Big.Wide <- pivot_wider(kids, id_cols = c(state,year), names_from = "variable", values_from = c("raw","inf_adj","inf_adj_perchild"))
Big.Wide
## # A tibble: 1,020 x 71
## state year raw_PK12ed raw_highered raw_edsubs raw_edservs raw_pell
## <chr> <int> <dbl> <dbl> <dbl> <dbl> <dbl>
## 1 Alab… 1997 3271969 956505 107733 246057 120833.

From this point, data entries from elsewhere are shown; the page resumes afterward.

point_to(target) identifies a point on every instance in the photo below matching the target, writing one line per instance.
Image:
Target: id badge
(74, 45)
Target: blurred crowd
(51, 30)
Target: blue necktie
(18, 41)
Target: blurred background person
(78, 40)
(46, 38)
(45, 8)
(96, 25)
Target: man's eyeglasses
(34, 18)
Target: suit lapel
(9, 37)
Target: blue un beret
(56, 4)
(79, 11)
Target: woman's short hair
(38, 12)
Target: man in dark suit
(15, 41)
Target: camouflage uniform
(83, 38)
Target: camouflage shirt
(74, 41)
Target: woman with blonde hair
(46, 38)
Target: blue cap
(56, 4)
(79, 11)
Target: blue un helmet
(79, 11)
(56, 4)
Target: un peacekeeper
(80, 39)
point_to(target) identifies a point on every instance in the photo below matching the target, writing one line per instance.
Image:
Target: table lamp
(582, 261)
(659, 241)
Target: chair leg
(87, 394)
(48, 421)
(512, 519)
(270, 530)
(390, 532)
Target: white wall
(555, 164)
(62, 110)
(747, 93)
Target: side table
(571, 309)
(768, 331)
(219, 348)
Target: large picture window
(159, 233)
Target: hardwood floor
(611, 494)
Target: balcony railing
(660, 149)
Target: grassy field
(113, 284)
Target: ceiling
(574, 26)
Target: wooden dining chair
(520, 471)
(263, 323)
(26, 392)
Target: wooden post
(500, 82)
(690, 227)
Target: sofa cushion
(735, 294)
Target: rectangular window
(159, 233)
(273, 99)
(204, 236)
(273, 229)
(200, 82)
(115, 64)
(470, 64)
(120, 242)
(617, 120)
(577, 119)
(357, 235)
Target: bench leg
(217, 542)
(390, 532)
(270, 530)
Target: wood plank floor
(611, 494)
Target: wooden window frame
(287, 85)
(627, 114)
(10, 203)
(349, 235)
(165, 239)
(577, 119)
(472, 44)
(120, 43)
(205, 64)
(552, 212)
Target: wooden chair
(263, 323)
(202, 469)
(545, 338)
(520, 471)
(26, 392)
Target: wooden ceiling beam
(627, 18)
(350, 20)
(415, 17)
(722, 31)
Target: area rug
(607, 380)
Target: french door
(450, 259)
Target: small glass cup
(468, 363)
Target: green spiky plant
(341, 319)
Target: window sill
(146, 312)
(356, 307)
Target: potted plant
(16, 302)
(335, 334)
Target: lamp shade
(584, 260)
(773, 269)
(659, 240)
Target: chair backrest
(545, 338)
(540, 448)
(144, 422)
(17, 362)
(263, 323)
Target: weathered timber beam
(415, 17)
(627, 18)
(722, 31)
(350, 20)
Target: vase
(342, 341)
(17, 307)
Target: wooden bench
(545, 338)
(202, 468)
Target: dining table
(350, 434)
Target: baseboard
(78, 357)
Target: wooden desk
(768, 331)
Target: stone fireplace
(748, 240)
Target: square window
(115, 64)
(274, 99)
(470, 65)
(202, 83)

## 2 Alas… 1997 1042311 209433 5550 52355 7575.
## 3 Ariz… 1997 3388165 847032 111735 170281 120450.
## 4 Arka… 1997 1960613 457171 62447 189808 65904.
## 5 Cali… 1997 28708364 6858657 1121672 943805 775292.
## 6 Colo… 1997 3332994 861733 84129 77419 79004.
## 7 Conn… 1997 4014870 502177 71053 138932 36453.
## 8 Dela… 1997 776825 185114 31284 81880 9965.
## 9 Dist… 1997 544051 56693 0 0 18972.
## 10 Flor… 1997 11498394 2039186 391935 269777 318611.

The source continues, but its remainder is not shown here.